Interview: PlayLab

What are your backgrounds in design?

Archie Lee Coates IV: Virginia Tech for Architecture, transfered to study Graphic Design. Graduated, worked for Joel Speasmaker at Forest . Contributor Art Director for the Drama Quarterly Arts magazine. Designer for Cornell and Columbia Medical Colleges in New York, got bored and started PlayLab two years ago.

Jeffrey Scott Franklin: Virginia Tech for architecture, minor in Industrial Design. Graphic designer for VT’s School of Architecture + Design. Design/build project in Blacksburg, VA called the Skate Park Pavilion. Junior Architect at REX Architecture. Started PlayLab.

What made you decide to start PlayLab?

We started working as PlayLab when we met in Architecture school. It was an escape at first, to let our minds wander, to imagine and discover things. It was a way to connect things in our minds. We drew on napkins, everyday. We got out a ton of ideas, as far-stretched and strange as we could think, then look at them all at once. Then we’d start scaling them back to shape into a project. We still work this way, except on our own napkins.

We moved to New York after graduation, and even while we had jobs, we were renting our own studio behind a chicken coop in Bushwick. We started taking projects, and we were always in that little studio. Sometimes Jeff would come in after working until 1 or 2 AM at REX. After awhile it didn’t make sense to keep separate jobs anymore. It just couldn’t be as fun as working for ourselves, and we were confident we could have our own office and do it well. We wanted to figure out how to get paid to play around all day, everyday. Not in the ‘we don’t want to work’ sense, but in that, all innovation and discovery comes from play. It isn’t anything new, but it’s right. We start there, anywhere, and form it into something beautiful. In this way, form doesn’t follow function, but follows meaning. We can output anything through design, whether it’s architectural, industrial, graphic or experiential. Right now, we’re designing a home and shop for an 80 year old wood-cutter, a series of office furniture, a mobile application for a contemporary art museum, an identity for a nail care company, and still, a series of self-initiated projects.


Can you tell us a bit about Project M and Pie Lab?

Project M is interesting. Designers and thinkers get together with the loose goal of doing something positive, using design as a tool. Archie attended a two-week session in Maine back in March with fourteen or so others. The loose idea in Maine was to encourage more conversation and interaction between different groups of people. Pie was the chosen tool, and they tested it by giving away tons of free pie one Saturday in Belfast, Maine. The experience was so incredible, that they wanted to test it on a larger scale. 6 weeks later, we were both on a plane to Greensboro, AL to open a pie shop, which we all called PieLab. We spent several weeks designing and building furniture, making signs, meeting people, until one day in late May, we opened. It was a modest prototype, in an old school house downtown, right off the main road, and everyday people were coming in for pie and coffee, openly sharing stories about their lives. Things that bothered them, things they loved. The goal was the same: to get people together over something as simple as pie. By hearing the needs of people first-hand, naturally, we could figure out ways to use design for the people in Greensboro. The prototype was successful, and PieLab won a series of grants. After we left, they acquired and refinished a large space right on Main St., and is slowly becoming a staple place in the community for people to gather. The people running PieLab are doing an amazing job. We’ve been back a couple times since, and it’s always tough leaving. It’s one of the most amazing projects we’ve been a part of. This video might be useful in explaining:

You are very active within the design community, is it really as small as everyone says it is?

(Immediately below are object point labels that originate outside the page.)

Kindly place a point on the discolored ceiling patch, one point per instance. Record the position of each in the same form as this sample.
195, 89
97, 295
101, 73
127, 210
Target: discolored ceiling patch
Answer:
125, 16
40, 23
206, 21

It seems small because it’s well connected. There are so many pockets. New studios and projects are always popping up. People are reaching out, finding new ways to do and talk about things. Minds are thinking everywhere. By working in it, you’re a part of it, and with the internet, anyone can be a part of anything.


Not all jobs are worth doing, how do you choose whether to take a job or decline?

The jobs not worth doing are the ones with the clients that aren’t trusting. We give the client this survey (in various forms):
1) Are you open to new ideas?
2) Are you sure you are open to new ideas?
3) Are you willing to pay for them?

We’d say money is a major factor, but it isn’t always. The relationship between a client and a designer is a special thing, and is always the most important. You both work together to create something that will exist in the world and affect someone’s life, whether it’s small or large. That can be a heavy burden if you’re making something that you don’t love, or even worse, agree with. Some people rationalize this for the sake of business. You can’t make what you think someone wants, you have to make what you want, and then put it into the world.


What are some things you know now that you wish you knew before?

Nothing. We were forewarned: there will be speed bumps. We always have a vague image of what’s next. Exploration keeps us moving. The unknown is exciting. It began this way, and we hope it continues this way.